Angel Guerra and Angela Dione are the founders of Calgary’s Market Collective — an independent pop-up market that showcases local artists, artisans, designers, and musicians.
Market Collective began in 2008, inspired by the duo’s respective passions. Angela wanted to help fellow artists earn a sustainable living, instead of surrendering 50% of their profits to retail stores. Angel loved the idea of community building, sharing ideas, and live music. “We just meshed our ideas together and formulated one larger idea,” says Angel, “and that’s how Market Collective was born. Almost a decade later, the market is as much a part of Calgary as they are.
An avid skier when the market isn’t running, Angel describes Calgary as being the best of two worlds. An urban center with a strong creative industry and a growing creative class, with “lots of adventure right at its doorstep” thanks to the nearby Rocky Mountains. Over the years, Angela has tried moving to other cities and provinces, but returned every time. “I always come back for the community. It’s just a family of friends.”
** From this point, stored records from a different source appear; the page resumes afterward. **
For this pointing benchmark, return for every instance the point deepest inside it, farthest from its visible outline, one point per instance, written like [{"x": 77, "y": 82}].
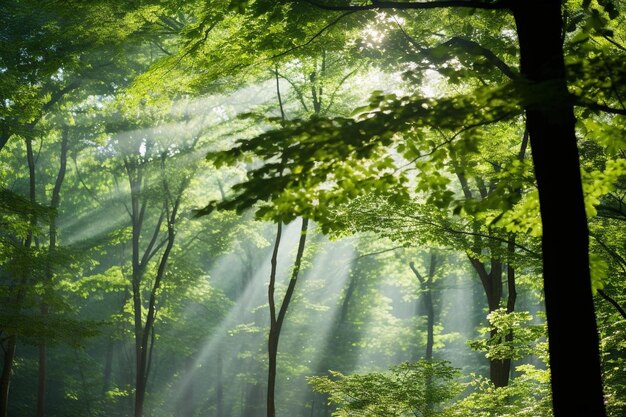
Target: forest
[{"x": 313, "y": 208}]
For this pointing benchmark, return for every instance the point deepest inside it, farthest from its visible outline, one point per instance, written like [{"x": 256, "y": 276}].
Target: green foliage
[
  {"x": 419, "y": 388},
  {"x": 510, "y": 336}
]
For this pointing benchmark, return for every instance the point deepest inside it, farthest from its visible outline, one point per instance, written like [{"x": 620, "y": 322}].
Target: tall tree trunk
[
  {"x": 52, "y": 245},
  {"x": 277, "y": 320},
  {"x": 7, "y": 369},
  {"x": 567, "y": 283},
  {"x": 11, "y": 343},
  {"x": 219, "y": 386}
]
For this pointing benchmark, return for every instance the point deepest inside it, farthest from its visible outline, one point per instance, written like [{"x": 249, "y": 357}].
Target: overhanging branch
[{"x": 441, "y": 4}]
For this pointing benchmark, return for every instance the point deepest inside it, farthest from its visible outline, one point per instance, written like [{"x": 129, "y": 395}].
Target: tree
[{"x": 549, "y": 109}]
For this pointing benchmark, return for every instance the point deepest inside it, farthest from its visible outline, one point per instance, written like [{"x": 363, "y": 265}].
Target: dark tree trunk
[
  {"x": 41, "y": 373},
  {"x": 567, "y": 283},
  {"x": 277, "y": 320},
  {"x": 5, "y": 379}
]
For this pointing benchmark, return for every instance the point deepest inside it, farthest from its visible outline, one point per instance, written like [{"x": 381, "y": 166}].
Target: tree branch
[
  {"x": 318, "y": 34},
  {"x": 441, "y": 4}
]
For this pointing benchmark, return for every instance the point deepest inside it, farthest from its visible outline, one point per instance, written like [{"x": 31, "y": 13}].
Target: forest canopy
[{"x": 313, "y": 208}]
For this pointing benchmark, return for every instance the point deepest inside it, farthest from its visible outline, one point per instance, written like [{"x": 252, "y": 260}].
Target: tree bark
[
  {"x": 277, "y": 320},
  {"x": 5, "y": 379},
  {"x": 567, "y": 283}
]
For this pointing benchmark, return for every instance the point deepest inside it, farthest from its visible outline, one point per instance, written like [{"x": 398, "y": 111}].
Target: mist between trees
[{"x": 305, "y": 208}]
That sense of community begins in Sunnyside, the quiet but active neighborhood she calls home, just northwest of downtown, across the 10th Street bridge. For a stellar meal nearby, Angela recommends Dairy Lane and the Sunnyside Organic Market. For Alberta beef, you’ll need to go a little further. Angela thinks Bridgeland’s Blue Star Diner has the best burgers in town, and for unbeatable steak, head to Charbar in the East Village.
Meanwhile, Angel is a regular at Bridgeland’s popular Shiki Menya, where the city’s best ramen has a cult following, and is only served until the day’s supply has run out. But when friends visit from out of town, Angel takes them to straight to Ten Foot Henry, a new “vegetable-forward” restaurant downtown.
And despite all of the creative and culinary opportunities Calgary serves up, both find time to be active.
In the warmer months, Angel rides the city’s vast network of bike paths. “I think Calgary has such phenomenal pathways. Going from Bowness to downtown, through Edworthy Park. That whole system is so beautiful.”
Angela suggests running the stairs at McHugh Bluff, or a trip to Nose Hill — an 11-square kilometer natural area in the middle of the city, with hiking trails and ample wildlife. “I really love Nose Hill. It’s just a beautiful spot. You can pick wild sage and rose hip. There are deer. It’s just really nice to have such a vast, open, beautiful space in an urban setting.”
So what is Calgary's best kept secret? Angela points to the Kalamata Grocery Store, for the best olives and feta in town. Angel tethers her suggestion to the success and support they’ve enjoyed running Market Collective.
“I think the other best kept secret is that if you have an idea, you can make it happen in Calgary."